Friday, 31 October 2008

Feedback

So, last night I went on a date. When I got home, I was a little bit tipsy, and I signed into an online London forum to which I contribute occasionally. Someone had written a very amusing anecdote about an alcohol-fuelled incident that had occurred during their evening. Being a generous soul, I thought I should share my experience, so I wrote the following: "I am also drunk. I went on a date with a guy who I will not be seeing again. He reminded me, in almost every way, of Michael Portillo. The way in which he did not remind me of Michael Portillo is that there is a tiny, dark, dark, dark portion of my mind that somehow tricks the rest of me into thinking that, if he were the last man on earth, I might briefly fancy Michael Portillo. The guy tonight didn’t have that quality."

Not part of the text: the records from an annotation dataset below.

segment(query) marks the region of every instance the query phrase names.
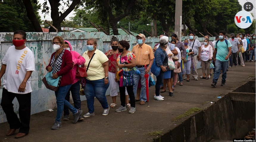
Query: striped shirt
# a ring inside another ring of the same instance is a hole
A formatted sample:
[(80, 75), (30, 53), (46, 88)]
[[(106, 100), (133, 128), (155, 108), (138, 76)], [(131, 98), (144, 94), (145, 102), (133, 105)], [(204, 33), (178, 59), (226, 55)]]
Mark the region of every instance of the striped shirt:
[(136, 57), (136, 65), (143, 66), (149, 64), (149, 61), (154, 58), (151, 46), (145, 43), (142, 46), (137, 44), (133, 46), (132, 52)]

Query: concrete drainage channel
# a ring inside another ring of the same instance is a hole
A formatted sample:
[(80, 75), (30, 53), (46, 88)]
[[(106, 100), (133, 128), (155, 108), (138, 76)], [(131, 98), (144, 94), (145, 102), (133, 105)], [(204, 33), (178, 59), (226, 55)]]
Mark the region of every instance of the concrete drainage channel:
[(232, 141), (243, 138), (248, 130), (255, 128), (255, 79), (241, 85), (204, 111), (182, 120), (182, 123), (175, 122), (176, 127), (154, 141)]

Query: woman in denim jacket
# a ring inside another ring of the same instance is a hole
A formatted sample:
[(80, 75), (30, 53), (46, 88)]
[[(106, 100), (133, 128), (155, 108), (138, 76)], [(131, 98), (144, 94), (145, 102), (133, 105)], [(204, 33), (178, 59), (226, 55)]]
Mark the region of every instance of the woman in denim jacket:
[[(163, 101), (164, 97), (160, 95), (160, 88), (163, 83), (163, 78), (165, 72), (168, 69), (168, 58), (167, 54), (165, 49), (167, 48), (168, 41), (165, 39), (162, 39), (160, 41), (159, 47), (156, 51), (154, 56), (157, 65), (161, 68), (159, 75), (157, 77), (157, 82), (155, 86), (155, 96), (154, 99), (159, 101)], [(163, 65), (165, 65), (164, 66)]]

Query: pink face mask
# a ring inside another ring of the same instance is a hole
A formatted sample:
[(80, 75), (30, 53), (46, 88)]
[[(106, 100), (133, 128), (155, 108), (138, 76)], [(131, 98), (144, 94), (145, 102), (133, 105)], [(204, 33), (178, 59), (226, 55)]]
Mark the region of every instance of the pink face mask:
[(13, 40), (13, 43), (15, 47), (20, 47), (24, 44), (24, 41), (25, 39), (23, 40)]

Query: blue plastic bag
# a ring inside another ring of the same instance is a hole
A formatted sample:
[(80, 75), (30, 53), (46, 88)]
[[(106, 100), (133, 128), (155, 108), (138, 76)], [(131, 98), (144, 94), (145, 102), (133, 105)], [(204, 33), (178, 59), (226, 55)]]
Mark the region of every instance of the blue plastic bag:
[(214, 68), (214, 66), (213, 65), (213, 64), (212, 62), (211, 62), (211, 64), (210, 64), (210, 69), (213, 69)]
[(149, 80), (150, 81), (150, 85), (154, 86), (156, 85), (156, 82), (155, 81), (154, 79), (151, 76), (149, 76)]
[(157, 63), (156, 62), (155, 58), (154, 59), (154, 62), (152, 66), (150, 69), (150, 71), (154, 75), (156, 76), (158, 76), (160, 74), (161, 71), (161, 68), (157, 66)]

On reflection, this seems a little unfair. Last night's date didn't remind me that much of Michael Portillo. He's not a politician, for a start. And we did have a nice time, although the conversation was rather more intense than I'd like. But... I don't think there was any chemistry really. And more importantly, he plays a lot of golf, which is a deal-breaker if ever I know one. Finally: he doesn't like cheese. Who doesn't like cheese, for goodness' sake?! The idea of forming a meaningful relationship with someone who won't lie in front of the TV with me on a Sunday afternoon gently moaning about how incredible it would be to have some garlic mozzarella bread brought to us by a teenager on a moped is risible.

So - that was Thursday. And now it's nearly the weekend. I am moments away from heading towards TopShop on Oxford Street, where I will meet Emily. Then we'll meet two others for tapas in Shepherd's Market. Then we'll go to see the new Bond film. Exciting. Tomorrow and Sunday I will be attending this which was brilliant when I went last year. And tomorrow night I'm going to have fun in a bar in Westbourne Grove with a few friends. It's all go - I'm already exhausted after a busy week and don't quite know where I'll find the energy. But as dad says, we'll be dead a long time. Happy days.